With the fierce primary battle between Barack Obama and Hillary Clinton and today’s announcement of McCain’s running mate Sarah Palin, this presidential election has been and will continue to be thick with identity politics. That is, individual members of historically marginalized groups are finally at the point of sharing real power in our country and other members of those same groups are taking notice and often voting according to that shared identity. Being a member of a marginalized group, I can appreciate the desire to vote according to that identity.

I absolutely believe that other folks with highly visible physical differences (like my dwarfism) and mobility disabilities (like my use of a power chair) understand a part of “what it’s like to be me” in ways that an able bodied person never could. Close friends and family have a strong sense of empathy and do feel my outrage or pain when they are present as I am being marginalized or ridiculed, but they do not know what it’s like to live every moment of your life with such marginalization or ridicule right around the corner. For those that are close to me, their empathetic suffering is a temporary condition.

So it is that I understand that even complete strangers who are genuine members of a marginalized group can profoundly and uniquely understand each other’s lived experience in some ways (but CERTAINLY not all ways). Because of this feeling that other members of our group “get it” just because they share this identity, it’s easy to want to support them in their political ambitions. We trust people like ourselves more easily and we see their success as intimately bound up with our success. That is why people of color and women came out in droves this year to support Barack and Hillary, respectively.

However, if we were to practice identity politics in a completely uncritical way, we run the risk of tokenizing ourselves. In fact, I believe this trap is what John McCain is betting on in choosing a female Veep today.

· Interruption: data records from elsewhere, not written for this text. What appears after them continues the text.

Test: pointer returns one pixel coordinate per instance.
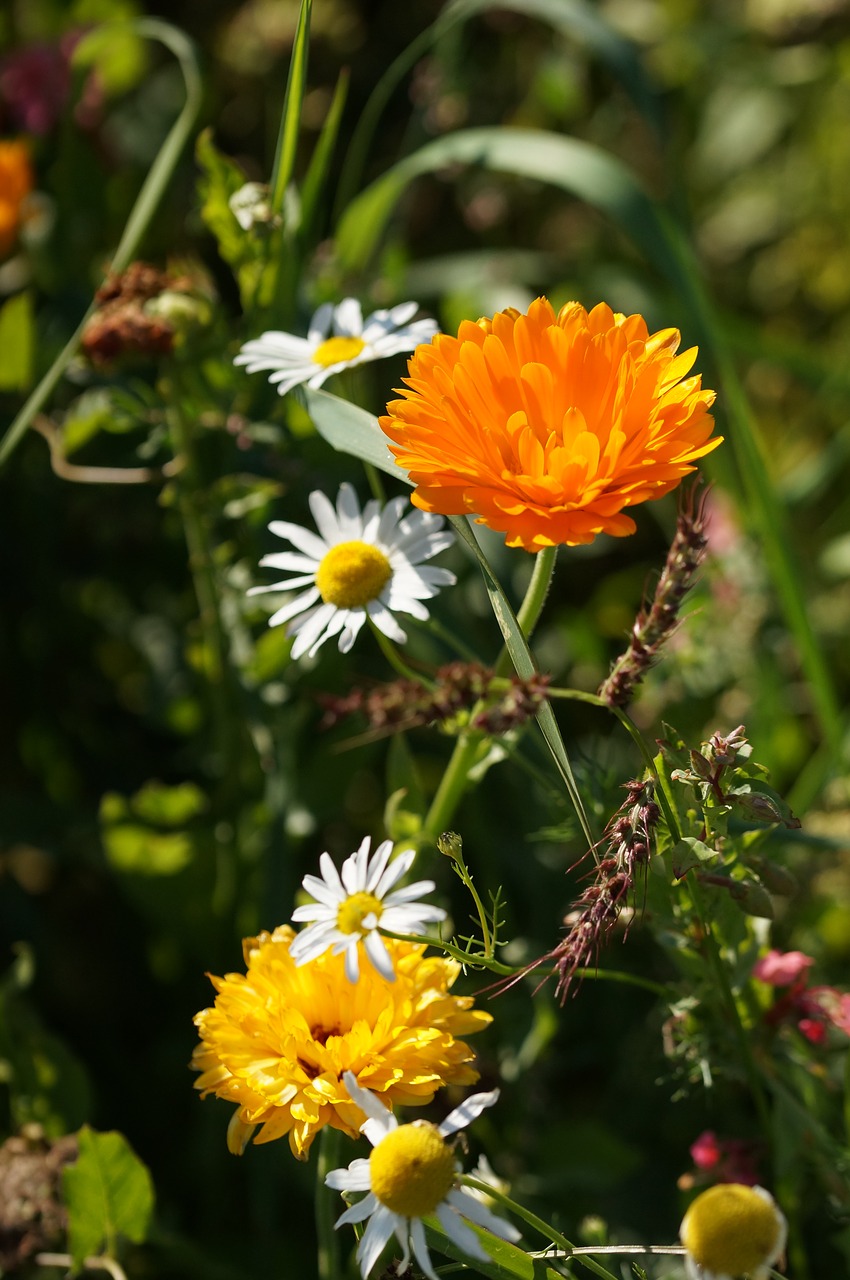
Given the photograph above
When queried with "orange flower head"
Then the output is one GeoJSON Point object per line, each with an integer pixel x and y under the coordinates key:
{"type": "Point", "coordinates": [548, 426]}
{"type": "Point", "coordinates": [16, 184]}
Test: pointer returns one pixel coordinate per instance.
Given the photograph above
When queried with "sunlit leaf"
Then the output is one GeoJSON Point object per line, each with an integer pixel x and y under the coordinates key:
{"type": "Point", "coordinates": [108, 1193]}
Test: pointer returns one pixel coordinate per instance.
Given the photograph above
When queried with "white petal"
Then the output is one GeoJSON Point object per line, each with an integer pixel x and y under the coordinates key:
{"type": "Point", "coordinates": [471, 1207]}
{"type": "Point", "coordinates": [348, 319]}
{"type": "Point", "coordinates": [301, 538]}
{"type": "Point", "coordinates": [397, 868]}
{"type": "Point", "coordinates": [301, 604]}
{"type": "Point", "coordinates": [320, 324]}
{"type": "Point", "coordinates": [348, 513]}
{"type": "Point", "coordinates": [380, 1226]}
{"type": "Point", "coordinates": [330, 876]}
{"type": "Point", "coordinates": [359, 1211]}
{"type": "Point", "coordinates": [352, 961]}
{"type": "Point", "coordinates": [370, 1105]}
{"type": "Point", "coordinates": [420, 1248]}
{"type": "Point", "coordinates": [355, 620]}
{"type": "Point", "coordinates": [467, 1111]}
{"type": "Point", "coordinates": [461, 1234]}
{"type": "Point", "coordinates": [353, 1179]}
{"type": "Point", "coordinates": [379, 955]}
{"type": "Point", "coordinates": [378, 865]}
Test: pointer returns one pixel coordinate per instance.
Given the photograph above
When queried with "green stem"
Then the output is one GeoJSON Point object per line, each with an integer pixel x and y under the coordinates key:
{"type": "Point", "coordinates": [141, 214]}
{"type": "Point", "coordinates": [393, 657]}
{"type": "Point", "coordinates": [466, 749]}
{"type": "Point", "coordinates": [538, 1224]}
{"type": "Point", "coordinates": [327, 1206]}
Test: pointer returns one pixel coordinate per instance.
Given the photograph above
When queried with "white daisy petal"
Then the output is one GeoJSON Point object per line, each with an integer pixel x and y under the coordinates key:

When someone is tokenized, they are deliberately placed in a social or political position that gives the appearance of inclusiveness. In other words, it is a dominant group’s attempt to satiate a subjugated group by throwing them a bone. A tokenized person with a disability in a mainstream classroom provides ammunition for a school board to claim that they are not discriminatory by segregating everyone else in a “special” education back room, “But look! We are inclusive where that kind of thing is appropriate!”

As voters, if we vote for someone just because they superficially share our marginalized identity, even if they support policies that strike directly against our interests, we tokenize that candidate. Sarah Palin has the biology of a woman, but the troubling brand of fiercely conservative politics that she shares with John McCain does nothing to help the ordinary working class American woman, who is trying to make good amidst a foreign and domestic crisis. Conservatism does nothing but preserve the status quo, which is largely a system of oppression for everyday women.

It’s curious that MCain is not willing to tokenize himself by talking publically about his disability. Perhaps the stigma of disability is too strong and too internalized for him to come to terms with the idea that he himself is disabled – he sustained permanent injuries from his time as a prisoner of war and collects a disability pension from the Navy. Or, it’s likely that he (rightly) believes that disability is not as unified an identity as gender or race and so most people with a disability would not vote for him based on that identity. One thing is certain, as long as John McCain opposes policies that would free our people (like the Community Choice Act or universal health care), I won’t vote for him no matter how cripped out he is.